LOUISE THOMAS tells how a prehistoric 'eating machine' is giving scientists new clues on the world's early days.
A geological expedition in Antarctica has unearthed huge deposits of dinosaur bones in a surprise find that has excited scientists around the world.
The fossilised bones were discovered in the remote Vega and Seymour Island and Antarctica Peninsula areas, and give powerful support to the theory of "continental drift."
The remains include bones of two giant marine reptiles - the mosasaur, an alligator-like animal with paddles, and the plesiosaur, which resembled popular images of the Loch Ness monster.
American geologists made the find in January, but did not announce it until this week when expedition leader Dr Jim Martin, of the Museum of Geology in South Dakota, spoke to the International Symposium on Antarctica Earth Sciences at Victoria University in Wellington.

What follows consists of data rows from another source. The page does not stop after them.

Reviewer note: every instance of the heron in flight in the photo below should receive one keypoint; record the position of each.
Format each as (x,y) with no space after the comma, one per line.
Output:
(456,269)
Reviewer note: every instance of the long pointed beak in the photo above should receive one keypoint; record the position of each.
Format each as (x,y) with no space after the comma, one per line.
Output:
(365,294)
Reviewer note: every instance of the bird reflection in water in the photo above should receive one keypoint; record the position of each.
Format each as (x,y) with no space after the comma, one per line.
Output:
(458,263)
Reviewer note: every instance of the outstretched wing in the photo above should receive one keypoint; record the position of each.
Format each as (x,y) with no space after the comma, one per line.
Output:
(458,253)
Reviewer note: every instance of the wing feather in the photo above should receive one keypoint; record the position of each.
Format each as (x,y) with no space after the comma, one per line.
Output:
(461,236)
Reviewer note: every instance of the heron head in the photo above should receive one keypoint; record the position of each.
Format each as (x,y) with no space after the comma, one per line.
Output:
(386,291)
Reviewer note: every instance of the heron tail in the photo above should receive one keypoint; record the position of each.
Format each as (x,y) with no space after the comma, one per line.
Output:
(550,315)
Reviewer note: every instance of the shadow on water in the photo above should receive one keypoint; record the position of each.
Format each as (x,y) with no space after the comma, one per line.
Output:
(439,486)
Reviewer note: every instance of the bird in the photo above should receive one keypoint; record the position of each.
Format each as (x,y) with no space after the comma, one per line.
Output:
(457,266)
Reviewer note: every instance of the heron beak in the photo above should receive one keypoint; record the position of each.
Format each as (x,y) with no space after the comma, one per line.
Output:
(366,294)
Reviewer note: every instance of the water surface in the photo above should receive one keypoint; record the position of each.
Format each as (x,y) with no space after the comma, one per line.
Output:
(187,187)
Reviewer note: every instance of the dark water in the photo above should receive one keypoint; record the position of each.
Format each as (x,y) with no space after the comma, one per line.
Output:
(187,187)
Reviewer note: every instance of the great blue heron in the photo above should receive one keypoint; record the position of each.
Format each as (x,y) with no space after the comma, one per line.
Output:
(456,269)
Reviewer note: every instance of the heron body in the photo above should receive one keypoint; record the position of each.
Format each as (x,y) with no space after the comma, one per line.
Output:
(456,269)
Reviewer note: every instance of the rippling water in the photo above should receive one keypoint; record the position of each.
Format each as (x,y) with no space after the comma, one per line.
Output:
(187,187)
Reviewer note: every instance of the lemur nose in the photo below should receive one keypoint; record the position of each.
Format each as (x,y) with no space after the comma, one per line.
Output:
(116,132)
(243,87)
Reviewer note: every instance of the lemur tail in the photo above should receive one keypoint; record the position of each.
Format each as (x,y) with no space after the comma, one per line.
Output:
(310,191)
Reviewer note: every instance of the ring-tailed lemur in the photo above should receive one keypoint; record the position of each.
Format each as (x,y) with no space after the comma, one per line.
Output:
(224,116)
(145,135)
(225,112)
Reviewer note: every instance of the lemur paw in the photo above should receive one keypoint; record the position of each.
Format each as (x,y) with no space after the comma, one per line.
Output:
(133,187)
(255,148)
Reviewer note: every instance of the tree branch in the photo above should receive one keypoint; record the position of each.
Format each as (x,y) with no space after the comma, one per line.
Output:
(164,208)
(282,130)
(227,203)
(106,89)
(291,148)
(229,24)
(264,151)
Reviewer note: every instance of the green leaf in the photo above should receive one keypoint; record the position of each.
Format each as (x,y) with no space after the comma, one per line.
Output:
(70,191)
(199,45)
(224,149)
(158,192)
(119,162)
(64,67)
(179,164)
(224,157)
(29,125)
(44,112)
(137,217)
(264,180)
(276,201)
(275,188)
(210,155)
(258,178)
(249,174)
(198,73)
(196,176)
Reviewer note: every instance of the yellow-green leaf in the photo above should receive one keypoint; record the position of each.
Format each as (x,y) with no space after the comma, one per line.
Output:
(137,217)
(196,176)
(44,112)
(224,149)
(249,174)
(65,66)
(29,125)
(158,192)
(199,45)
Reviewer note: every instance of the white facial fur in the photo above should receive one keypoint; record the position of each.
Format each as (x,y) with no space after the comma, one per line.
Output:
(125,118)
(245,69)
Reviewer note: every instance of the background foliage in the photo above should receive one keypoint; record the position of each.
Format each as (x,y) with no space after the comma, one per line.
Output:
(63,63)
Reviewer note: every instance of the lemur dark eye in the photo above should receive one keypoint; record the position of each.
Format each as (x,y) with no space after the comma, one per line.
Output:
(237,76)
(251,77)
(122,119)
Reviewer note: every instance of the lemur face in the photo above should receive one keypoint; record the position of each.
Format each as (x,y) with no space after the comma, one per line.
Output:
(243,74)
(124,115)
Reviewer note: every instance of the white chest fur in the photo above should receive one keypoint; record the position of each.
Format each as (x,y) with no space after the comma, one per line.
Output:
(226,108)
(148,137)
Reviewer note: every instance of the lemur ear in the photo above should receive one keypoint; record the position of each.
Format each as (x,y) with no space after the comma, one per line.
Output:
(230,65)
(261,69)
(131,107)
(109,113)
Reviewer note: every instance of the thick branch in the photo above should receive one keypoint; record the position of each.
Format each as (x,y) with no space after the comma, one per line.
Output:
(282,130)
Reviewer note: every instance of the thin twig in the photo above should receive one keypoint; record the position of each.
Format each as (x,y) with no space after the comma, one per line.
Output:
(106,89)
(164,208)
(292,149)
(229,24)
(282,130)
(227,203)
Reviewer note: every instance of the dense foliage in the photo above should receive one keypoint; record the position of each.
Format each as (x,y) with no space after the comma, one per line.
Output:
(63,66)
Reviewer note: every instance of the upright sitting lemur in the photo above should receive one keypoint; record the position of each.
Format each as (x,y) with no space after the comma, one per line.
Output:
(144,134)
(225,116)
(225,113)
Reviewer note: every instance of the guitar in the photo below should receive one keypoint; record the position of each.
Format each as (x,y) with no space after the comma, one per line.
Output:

He said at least four different types of mosasaur lived in Antarctica. One type had previously been found only in North America and Europe.
The find gives further evidence that continents were once much closer than they are now, with connecting marine corridors. It also shows that Antarctica was once much warmer it is now.
Dr Martin said the creatures probably came to Antarctica around 75 to 80 million years ago.
"Mosasaurs were fantastic animals," he said.
"Some were up to 10m long, maybe more, and they were armed with teeth seven to 10cm long. The skulls would easily be 1m long.
"The lower jaw was hinged so they could eat things larger than their own heads. They were very fast in the water, tail-propelled.
"They were eating machines - they were designed to eat anything and they did."
Dr Martin said expedition members were very excited at the find.
"Mosasaurs have been found across the world from Sweden to New Zealand, but we had no idea of them in Antarctica," he said.
"To find a whole bunch of them like this is really surprising."
The fossils include complete vertebrae, partial skeletons, whole jaws and teeth.